Hurricanes in the Caribbean and United States and typhoons in Japan helped to make 2004 a record year for insured losses

Munich Re estimates the total insured catastrophe losses for the year at $44 billion with economic losses at over $145 billion. Swiss Re puts the insured losses at $49 billion, including $3 billion in man-made losses, more than half of which was due to large fires and explosions. Financial losses were estimated at $123 billion.

The worst disaster in terms of loss of life, the Indian Ocean tsunami in December which killed nearly 300,000 people resulted in insured losses of around $5 billion with economic losses of about $14 billion.

US property-casualty insurers paid a record $27.3 billion for insured property losses to homeowners and businesses from 22 catastrophic events in 2004, surpassing even losses from 2001 which included the September 11 attack, according to estimates by ISO's Property Claim Services (PCS) unit. The average cost of an event resulting in more than $25 million in claims was $1.26 billion - twice that for other years in the past decade.

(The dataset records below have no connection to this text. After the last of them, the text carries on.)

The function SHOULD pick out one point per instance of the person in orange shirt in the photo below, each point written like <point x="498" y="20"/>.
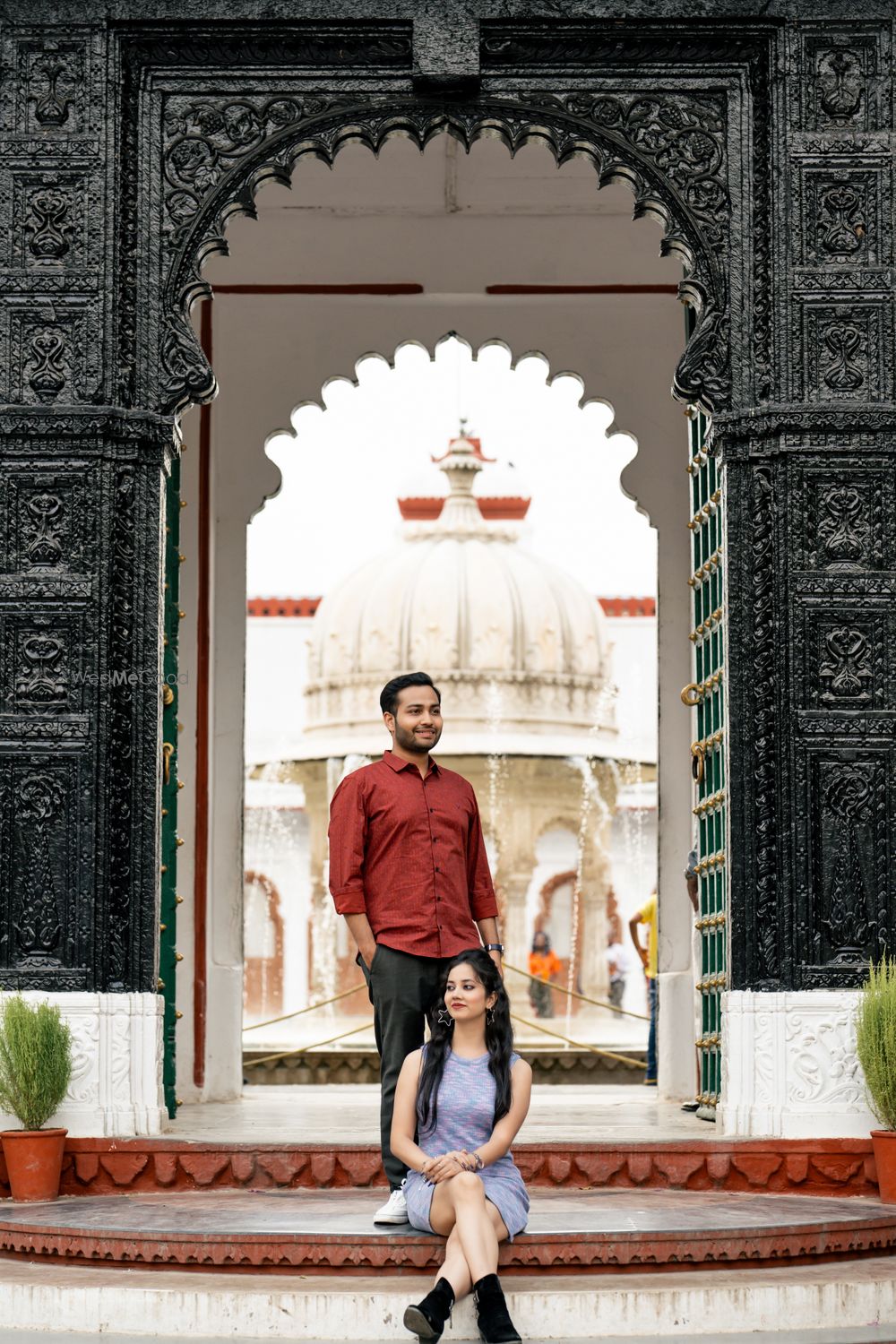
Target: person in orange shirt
<point x="544" y="964"/>
<point x="648" y="916"/>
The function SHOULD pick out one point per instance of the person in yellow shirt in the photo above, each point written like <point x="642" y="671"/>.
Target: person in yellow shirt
<point x="544" y="965"/>
<point x="648" y="916"/>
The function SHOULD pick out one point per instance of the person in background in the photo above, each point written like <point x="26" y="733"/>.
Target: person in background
<point x="616" y="968"/>
<point x="544" y="965"/>
<point x="648" y="916"/>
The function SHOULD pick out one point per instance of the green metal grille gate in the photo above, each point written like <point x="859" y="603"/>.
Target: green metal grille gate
<point x="705" y="695"/>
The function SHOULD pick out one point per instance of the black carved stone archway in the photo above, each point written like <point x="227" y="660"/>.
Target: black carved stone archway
<point x="764" y="142"/>
<point x="669" y="150"/>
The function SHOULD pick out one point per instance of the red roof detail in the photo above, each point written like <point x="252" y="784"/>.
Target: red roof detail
<point x="477" y="449"/>
<point x="303" y="607"/>
<point x="421" y="508"/>
<point x="495" y="507"/>
<point x="426" y="508"/>
<point x="618" y="607"/>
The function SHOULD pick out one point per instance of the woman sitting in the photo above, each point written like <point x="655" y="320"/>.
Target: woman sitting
<point x="466" y="1093"/>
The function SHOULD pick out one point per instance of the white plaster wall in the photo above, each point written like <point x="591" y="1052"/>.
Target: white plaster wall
<point x="276" y="679"/>
<point x="790" y="1067"/>
<point x="454" y="225"/>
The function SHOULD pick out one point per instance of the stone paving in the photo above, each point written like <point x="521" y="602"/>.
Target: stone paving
<point x="850" y="1303"/>
<point x="349" y="1115"/>
<point x="335" y="1230"/>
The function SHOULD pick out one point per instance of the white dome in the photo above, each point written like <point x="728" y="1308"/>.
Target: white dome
<point x="517" y="647"/>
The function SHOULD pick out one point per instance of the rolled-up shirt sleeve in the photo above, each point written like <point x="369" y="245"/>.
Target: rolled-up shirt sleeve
<point x="347" y="841"/>
<point x="482" y="900"/>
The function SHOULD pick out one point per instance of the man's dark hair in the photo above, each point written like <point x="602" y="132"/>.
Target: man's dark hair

Over 80% of the insured losses were from the five hurricanes that made landfall in the United States along the Atlantic and Gulf coasts. Florida suffered the highest insured losses at $18.8 billion, all from the four third-quarter hurricanes - Charley, Frances, Ivan and Jeanne. Alabama followed at $1.8 billion, Colorado and Pennsylvania each at $715 million, and Georgia at $660 million.

- The US government Minerals Management Service (MMS) reported that Hurricane Ivan in September 2004 destroyed seven oil platforms in the Gulf of Mexico and caused significant damage to 24 others, 16 of which remained off production in February 2005 when oil prices were at a record high. The storm also damaged numerous pipelines. The shut-in oil production in February was equivalent to 7.42% of daily production of oil in the Gulf of Mexico, or approximately 1.7 million barrels of oil per day, according to the MMS.

- The year also saw a number of man-made catastrophes. Globally, among the most serious were the explosion at the Skikda petrochemical plant in Algeria in January, the roof collapse at an indoor swimming pool in Moscow in February, the Madrid train bomb in March, the partial collapse of a terminal at Charles de Gaulle airport in Paris and a fireworks factory explosion in Kolding, Denmark, in November.

An accident on a motorway bridge near Cologne in Germany in August when a car was involved in a collision with a fully loaded road tanker, which plunged off the bridge, killing the driver and badly damaging the bridge, is responsible for losses estimated at 33 million euros.